En 1984, à la surprise générale, le parti Kach obtient un député à la Knesset. Certains avaient essayé de l'empêcher de se présenter mais à l'époque, aucune loi de limitation des candidatures n'existait. Une vague de manifestations hostiles gagne le pays : on lui reproche d'introduire le racisme dans le débat démocratique israélien. Son parti prône la ségrégation légale des Arabes et leur expulsion massive. La gauche et une grande partie de la presse israélienne font campagne à coup de slogans tels que "Le fascisme ne passera pas". Dans la bouche des adversaires du kahanisme, la comparaison avec le nazisme est omniprésente.
Que reproche-t-on aux adeptes de Kahane ? Si on leur accorde bon nombre d'attentats, ils sont rarement pris sur le fait. Leur objectif premier : ne pas être considérés comme des terroristes pour conserver leur crédit politique et l'accès à la Knesset.
"Laissez-moi la force de m'occuper d'eux", affirment les affiches de Kach. Mais Kahana mène une propagande en faveur des actes terroristes contre les Arabes et la gauche israélienne et installe un climat de tensions. Quand le soldat David Ben Shimon commet un attentat en 1984 contre un bus arabe, Kahana approuve et demande aux policiers qui l'importunent : "La joie est-elle un délit ?"
Dès 1984, le président de la Knesset peut faire taire un orateur qui tiendrait des propos racistes. A l'époque, les "Tais-toi, Arabe" de Kahana rythment abondamment les débats parlementaires.
Progressivement, la mobilisation de la gauche pour interdire Kach fait son chemin. Résultat : en 1985 une liste électorale considérée comme raciste ne peut se soumettre au scrutin. Puis en 1986, une loi interdit tout propos raciste de manière générale. L'Etat israélien est alors confronté au grand problème des démocraties : peut-elle se mettre en péril au nom de la liberté d'expression ?
Les conséquences sont immédiates pour les kahanistes : le 1er novembre 1988, ils ne peuvent présenter leur liste jugée raciste par la Cour suprême. C'est la fin de leur grande effervescence autour du parti Kach.
Pendant deux ans, Kahane essaie de faire survivre son parti qui, bien que frappé d'interdiction électorale, n'a pas été dissous.

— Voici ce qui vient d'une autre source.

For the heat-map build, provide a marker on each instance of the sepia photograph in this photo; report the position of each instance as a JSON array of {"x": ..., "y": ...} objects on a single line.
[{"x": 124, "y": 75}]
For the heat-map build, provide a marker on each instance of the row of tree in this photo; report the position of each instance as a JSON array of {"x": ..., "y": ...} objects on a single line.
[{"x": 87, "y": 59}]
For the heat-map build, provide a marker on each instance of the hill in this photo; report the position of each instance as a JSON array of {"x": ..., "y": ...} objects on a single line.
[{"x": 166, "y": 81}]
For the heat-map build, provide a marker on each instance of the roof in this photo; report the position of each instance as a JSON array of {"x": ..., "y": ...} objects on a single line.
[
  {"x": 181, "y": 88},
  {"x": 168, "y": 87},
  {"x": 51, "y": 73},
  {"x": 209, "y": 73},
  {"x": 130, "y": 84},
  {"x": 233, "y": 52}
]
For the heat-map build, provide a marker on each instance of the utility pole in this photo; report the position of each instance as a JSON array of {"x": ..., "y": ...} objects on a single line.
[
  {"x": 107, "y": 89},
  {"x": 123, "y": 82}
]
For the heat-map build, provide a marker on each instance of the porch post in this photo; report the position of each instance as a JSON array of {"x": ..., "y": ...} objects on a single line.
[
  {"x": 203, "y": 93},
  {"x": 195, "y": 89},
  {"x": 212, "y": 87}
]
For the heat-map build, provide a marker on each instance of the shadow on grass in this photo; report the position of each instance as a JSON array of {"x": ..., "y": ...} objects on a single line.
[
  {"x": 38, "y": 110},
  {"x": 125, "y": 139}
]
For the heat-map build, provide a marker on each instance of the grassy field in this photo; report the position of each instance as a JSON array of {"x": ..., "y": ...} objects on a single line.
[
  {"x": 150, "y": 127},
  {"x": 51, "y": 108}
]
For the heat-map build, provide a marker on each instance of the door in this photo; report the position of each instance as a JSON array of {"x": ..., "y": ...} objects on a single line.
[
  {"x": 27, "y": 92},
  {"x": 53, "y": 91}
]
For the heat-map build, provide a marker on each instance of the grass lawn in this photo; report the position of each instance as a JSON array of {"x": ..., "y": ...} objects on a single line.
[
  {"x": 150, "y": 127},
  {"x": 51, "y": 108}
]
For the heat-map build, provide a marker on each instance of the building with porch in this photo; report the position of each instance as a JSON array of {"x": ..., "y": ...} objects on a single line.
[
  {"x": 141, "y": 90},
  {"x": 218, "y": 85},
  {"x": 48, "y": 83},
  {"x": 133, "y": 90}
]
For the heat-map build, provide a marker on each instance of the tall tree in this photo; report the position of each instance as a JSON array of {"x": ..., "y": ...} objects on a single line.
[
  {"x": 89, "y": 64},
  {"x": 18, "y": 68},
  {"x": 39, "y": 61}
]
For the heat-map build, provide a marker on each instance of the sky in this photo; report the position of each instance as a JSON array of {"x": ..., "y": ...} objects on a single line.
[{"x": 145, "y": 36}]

Il effectue régulièrement des voyages aux Etats-Unis où il a gardé de nombreux soutiens, notamment financiers. Après avoir prononcé l'un de ses fameux discours où il appelait tous les juifs des Etats-Unis à émigrer en Israël, il est assassiné dans les rues de Manhattan par El Sayyid Nosair, un américain d'origine égyptienne, le 5 novembre 1990.
L'héritage
Un coup dur pour son parti dont il semble ne s'être jamais relevé : ses successeurs n'ont pas son charisme. En 1994, Barouch Goldstein, ancien kahaniste, commet le massacre de Hébron (29 Musulmans sont assassinés). Le parti Kach est interdit la même année.
Près de 20 ans plus tard, ils sont encore des milliers à affirmer que "Kahana avait raison". Réunis le 5 novembre 2010, les partisans du leader contesté continuent à penser que les gouvernements qui se succèdent sont incapables de protéger le peuple juif. Parmi eux : Barouch Marzel, le leader du Front national juif, parti non représenté. A la tribune, il vilipende ouvertement Reouven Rivlin, le président de la Knesset, "un anti-démocrate", qui selon lui, n'a qu'une ambition : "partager l'Etat avec nos ennemis". Autre figure politique présente : le député de l'Union nationale Michaël Ben-Ari. Ces deux leaders, comme tous les participants, ne se revendiquent en aucune façon des adeptes du parti Kach, sous peine d'arrestation. Ils expliquent leur participation à cette soirée de commémoration par leur sympathie aux idées de Kahane.
Quant à la présence de nombreux jeunes dans l'assemblée, elle est la preuve que la pensée de Kahane ne s'est éteinte ni avec son assassinat, ni avec l'interdiction de son parti, estiment certains participants. La preuve pour eux, que les idées kahanistes peuvent encore trouver un écho auprès de la population israélienne.